DEV Community

Aviad Rozenhek
Aviad Rozenhek

Posted on

Launching gemini-imagen: A CLI for Google Gemini Image Generation

Introduction

When Google released their Gemini 2.0 models with image generation capabilities, I was excited to try them out. But as a developer who lives in the terminal, I wanted something more than just copying code snippets from documentation. I wanted a tool that felt natural, powerful, and ready for real-world use.

So I built gemini-imagen — a comprehensive Python library and CLI for Google Gemini's image generation capabilities. In this article, I'll walk you through the journey of building this tool, the technical decisions I made, and the lessons I learned along the way.

The Vision

I had three main goals:

  1. Developer-friendly CLI — Something you can use directly from the terminal without writing any code
  2. Production-ready library — A Python API that's type-safe, async-first, and ready for integration
  3. Real-world features — S3 storage, observability with LangSmith, proper error handling, and configuration management

Starting Simple: The Core API

I started with the Python library first. The Google GenAI SDK provides the foundation, but I wanted to add a layer that made common tasks trivial.

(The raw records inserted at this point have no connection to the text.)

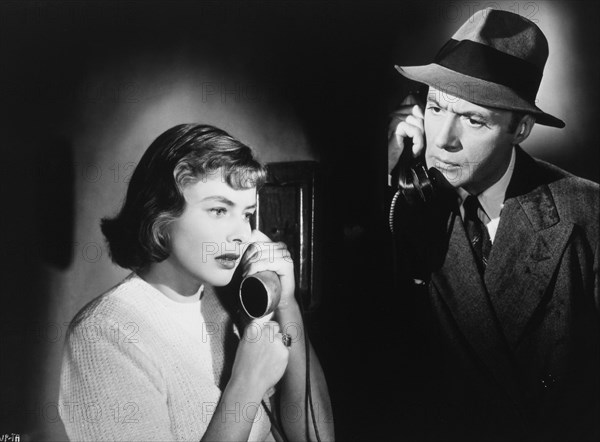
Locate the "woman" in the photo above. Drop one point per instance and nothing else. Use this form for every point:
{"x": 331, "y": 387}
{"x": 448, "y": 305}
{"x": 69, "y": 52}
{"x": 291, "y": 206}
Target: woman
{"x": 148, "y": 360}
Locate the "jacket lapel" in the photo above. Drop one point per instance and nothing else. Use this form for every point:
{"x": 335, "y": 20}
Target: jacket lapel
{"x": 527, "y": 248}
{"x": 459, "y": 283}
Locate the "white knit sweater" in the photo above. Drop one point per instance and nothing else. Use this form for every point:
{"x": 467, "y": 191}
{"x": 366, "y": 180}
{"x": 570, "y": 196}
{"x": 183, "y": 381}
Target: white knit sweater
{"x": 138, "y": 366}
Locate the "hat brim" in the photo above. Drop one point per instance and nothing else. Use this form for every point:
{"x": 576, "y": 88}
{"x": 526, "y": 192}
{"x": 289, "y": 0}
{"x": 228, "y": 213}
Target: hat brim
{"x": 475, "y": 90}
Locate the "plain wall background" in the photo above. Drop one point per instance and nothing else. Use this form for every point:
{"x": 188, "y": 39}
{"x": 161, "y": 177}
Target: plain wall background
{"x": 86, "y": 86}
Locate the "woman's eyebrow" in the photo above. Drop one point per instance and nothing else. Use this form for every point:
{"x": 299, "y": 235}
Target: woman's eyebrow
{"x": 218, "y": 198}
{"x": 223, "y": 200}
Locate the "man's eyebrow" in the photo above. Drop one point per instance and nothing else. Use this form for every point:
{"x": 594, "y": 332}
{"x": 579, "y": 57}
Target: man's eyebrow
{"x": 223, "y": 200}
{"x": 474, "y": 114}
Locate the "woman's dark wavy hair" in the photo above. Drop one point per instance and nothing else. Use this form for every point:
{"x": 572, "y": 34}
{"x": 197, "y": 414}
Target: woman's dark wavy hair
{"x": 182, "y": 155}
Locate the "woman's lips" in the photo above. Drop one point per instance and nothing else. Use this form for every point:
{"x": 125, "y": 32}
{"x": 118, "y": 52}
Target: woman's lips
{"x": 227, "y": 260}
{"x": 441, "y": 164}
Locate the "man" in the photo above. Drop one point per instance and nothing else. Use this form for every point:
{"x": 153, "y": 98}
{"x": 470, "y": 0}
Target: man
{"x": 508, "y": 294}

Here's what the simplest use case looks like:

from gemini_imagen import GeminiImageGenerator

generator = GeminiImageGenerator()

result = await generator.generate(
    prompt="A serene Japanese garden with cherry blossoms",
    output_images=["garden.png"]
)

print(f"Image saved to: {result.image_location}")
Enter fullscreen mode Exit fullscreen mode

Type Safety with Pydantic

One of my early decisions was to use Pydantic v2 for all data validation. This gives users immediate feedback if they pass invalid parameters, and enables excellent IDE autocomplete.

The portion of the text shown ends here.